Author: Michelle Pittman, Brett MacDonald, Sara Davidson, Christine Cook-Cross

Theme: Models of Care Year: 2023

HCV treatment in New Brunswick’s overburdened healthcare system unnecessarily includes referral to infectious disease specialists resulting in long waits for treatment initiation, wasted resources, and barriers for at-risk populations who are often wary of stigmatizing healthcare settings creating difficulty in attending appointments. Most are lost to follow-up. DAA reimbursement, lab wait times, and prison policies add additional burdens.

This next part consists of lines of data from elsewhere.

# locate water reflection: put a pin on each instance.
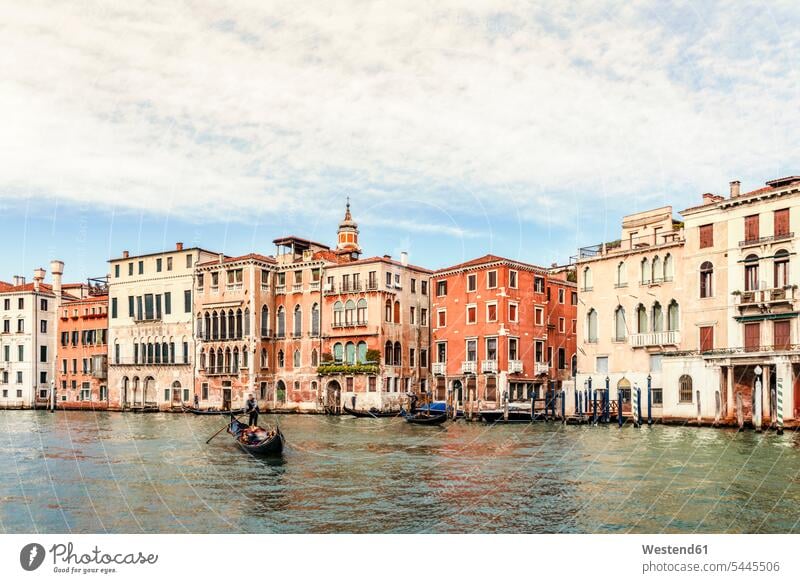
(107, 472)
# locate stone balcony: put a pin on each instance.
(668, 338)
(469, 367)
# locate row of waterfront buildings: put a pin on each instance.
(697, 309)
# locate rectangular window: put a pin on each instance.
(706, 338)
(751, 228)
(706, 236)
(781, 223)
(781, 333)
(472, 314)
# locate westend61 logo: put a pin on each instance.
(66, 560)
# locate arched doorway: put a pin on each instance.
(333, 392)
(280, 392)
(458, 392)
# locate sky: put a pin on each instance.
(523, 129)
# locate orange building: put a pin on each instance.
(82, 374)
(502, 329)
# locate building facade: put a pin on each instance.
(82, 371)
(29, 313)
(151, 332)
(502, 330)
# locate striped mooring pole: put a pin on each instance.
(779, 406)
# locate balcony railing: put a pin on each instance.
(489, 366)
(668, 338)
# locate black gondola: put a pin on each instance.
(257, 440)
(372, 412)
(425, 419)
(194, 411)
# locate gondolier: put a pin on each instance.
(251, 407)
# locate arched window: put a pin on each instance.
(657, 269)
(361, 309)
(264, 321)
(781, 270)
(669, 268)
(751, 273)
(281, 322)
(315, 320)
(673, 317)
(591, 325)
(706, 279)
(298, 321)
(685, 389)
(641, 319)
(620, 328)
(657, 318)
(622, 274)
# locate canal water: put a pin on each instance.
(79, 472)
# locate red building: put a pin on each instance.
(82, 373)
(501, 328)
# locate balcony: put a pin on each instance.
(469, 367)
(668, 338)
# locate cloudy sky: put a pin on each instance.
(457, 128)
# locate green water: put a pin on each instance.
(81, 472)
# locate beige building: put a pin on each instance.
(151, 328)
(702, 326)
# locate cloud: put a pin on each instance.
(267, 108)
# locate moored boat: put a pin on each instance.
(256, 440)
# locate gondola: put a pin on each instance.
(371, 413)
(257, 440)
(425, 419)
(194, 411)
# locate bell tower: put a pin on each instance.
(348, 233)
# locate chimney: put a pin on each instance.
(57, 269)
(38, 278)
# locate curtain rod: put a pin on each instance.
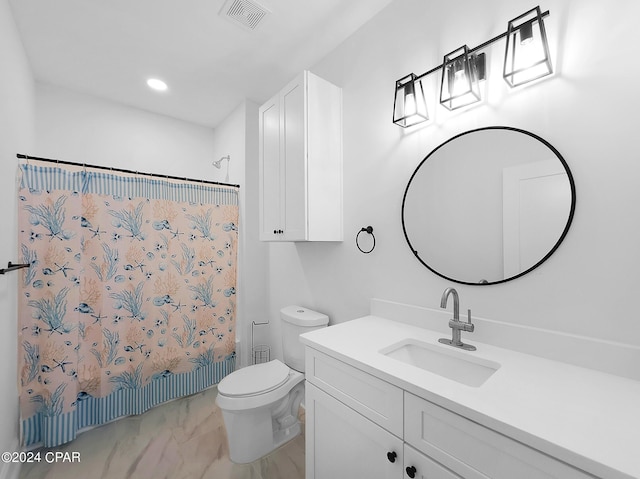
(121, 170)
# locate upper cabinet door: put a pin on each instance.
(301, 162)
(293, 161)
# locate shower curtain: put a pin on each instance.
(130, 297)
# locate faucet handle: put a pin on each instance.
(469, 327)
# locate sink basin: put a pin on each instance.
(444, 361)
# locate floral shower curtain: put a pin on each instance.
(130, 299)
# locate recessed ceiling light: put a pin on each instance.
(156, 84)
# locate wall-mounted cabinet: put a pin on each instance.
(301, 162)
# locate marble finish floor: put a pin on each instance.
(183, 439)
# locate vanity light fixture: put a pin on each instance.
(526, 59)
(410, 107)
(461, 75)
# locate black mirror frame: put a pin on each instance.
(555, 247)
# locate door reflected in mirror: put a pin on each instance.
(488, 205)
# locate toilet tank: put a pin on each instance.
(297, 320)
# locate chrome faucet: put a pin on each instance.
(455, 324)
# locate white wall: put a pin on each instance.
(81, 128)
(16, 135)
(588, 111)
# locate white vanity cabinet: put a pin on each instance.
(300, 162)
(358, 425)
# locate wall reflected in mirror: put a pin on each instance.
(488, 205)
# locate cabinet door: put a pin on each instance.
(269, 151)
(419, 466)
(293, 172)
(340, 443)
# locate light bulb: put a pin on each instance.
(157, 84)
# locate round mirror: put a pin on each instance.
(488, 205)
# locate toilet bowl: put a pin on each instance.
(260, 403)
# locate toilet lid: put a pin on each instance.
(253, 380)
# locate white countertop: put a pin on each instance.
(584, 417)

River Stone Recovery Centre’s (RSRC) nurse-led treatment program efficiently reaches often-missed at-risk populations. Licensed practical nurses, registered nurses, and peers initiate screening, assessment, and education for patients who have developed trusting relationships and through mobile outreach and liver-health events. Nurses present findings to the prescriber then follow patients through treatment. We train other providers and peers in dried blood spot testing (DBST) and empower First Nation health centres to do their own nurse-led testing and linkage-to-care. DBST and outreach facilitate treatment even for those who prefer not to enter a clinic.

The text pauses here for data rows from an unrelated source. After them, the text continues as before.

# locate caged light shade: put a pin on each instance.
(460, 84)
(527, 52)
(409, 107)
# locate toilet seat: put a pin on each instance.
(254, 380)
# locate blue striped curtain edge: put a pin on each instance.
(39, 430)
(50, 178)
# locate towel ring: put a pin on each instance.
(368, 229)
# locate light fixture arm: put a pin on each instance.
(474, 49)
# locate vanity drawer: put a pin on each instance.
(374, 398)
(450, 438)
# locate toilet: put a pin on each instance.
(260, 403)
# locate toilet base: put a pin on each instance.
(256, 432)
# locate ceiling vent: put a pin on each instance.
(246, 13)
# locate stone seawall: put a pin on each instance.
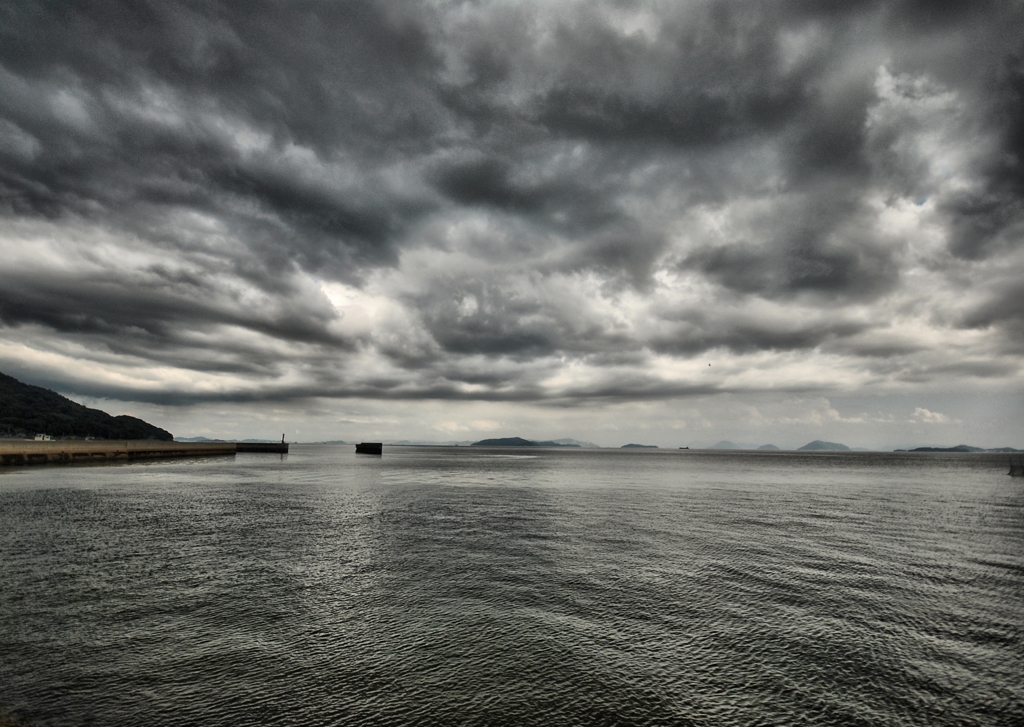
(75, 451)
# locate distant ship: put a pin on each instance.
(1016, 467)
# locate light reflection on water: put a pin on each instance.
(432, 586)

Obtaining prescriptive authority within RSRC in November 2022 has allowed treatment to start sooner and lessened the burden within other areas of NB’s healthcare system. In October 2022, the prevalence of active HCV in iOAT participants was 69%. By December, active infections dropped to 50%, and by March 2023 dropped to 40%. In 2022, 73 cases were reported in our geographic area and our clinic treated 25. Dispensing HCV medications with daily-witnessed iOAT/OAT medications and maintaining outreach relationships has prevented loss-to-care. Safe supply, harm reduction, and education often deter reinfection.

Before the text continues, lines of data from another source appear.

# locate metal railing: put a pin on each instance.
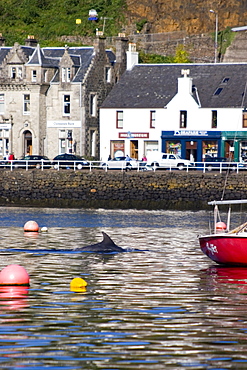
(138, 166)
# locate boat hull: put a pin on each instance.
(227, 249)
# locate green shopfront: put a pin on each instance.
(234, 145)
(194, 145)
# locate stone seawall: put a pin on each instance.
(98, 189)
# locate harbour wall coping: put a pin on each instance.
(115, 189)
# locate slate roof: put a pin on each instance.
(154, 85)
(3, 52)
(51, 56)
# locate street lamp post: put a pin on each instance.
(216, 35)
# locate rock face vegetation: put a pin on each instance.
(49, 20)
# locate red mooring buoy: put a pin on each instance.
(31, 226)
(221, 226)
(14, 275)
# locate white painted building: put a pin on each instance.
(194, 110)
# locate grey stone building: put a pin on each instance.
(50, 97)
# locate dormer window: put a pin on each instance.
(16, 72)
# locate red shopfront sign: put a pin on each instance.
(134, 135)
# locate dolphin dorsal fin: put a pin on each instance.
(107, 239)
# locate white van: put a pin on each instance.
(167, 160)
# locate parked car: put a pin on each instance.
(69, 161)
(217, 163)
(121, 163)
(167, 160)
(30, 161)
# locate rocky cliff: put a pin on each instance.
(192, 16)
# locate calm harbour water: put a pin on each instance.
(164, 307)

Unnecessary barriers to eradicating HCV can be overcome through rapid access, nurse-led programs. RSRC continues to educate external nursing teams, lobby the government, and challenge insurers to reduce barriers to same-day treatment. In NB, barriers still include prescribing authority for PCPs, lab processing times, reimbursements that require genotype and fibrosis score, insurance approval times, and coverage barriers in prisons.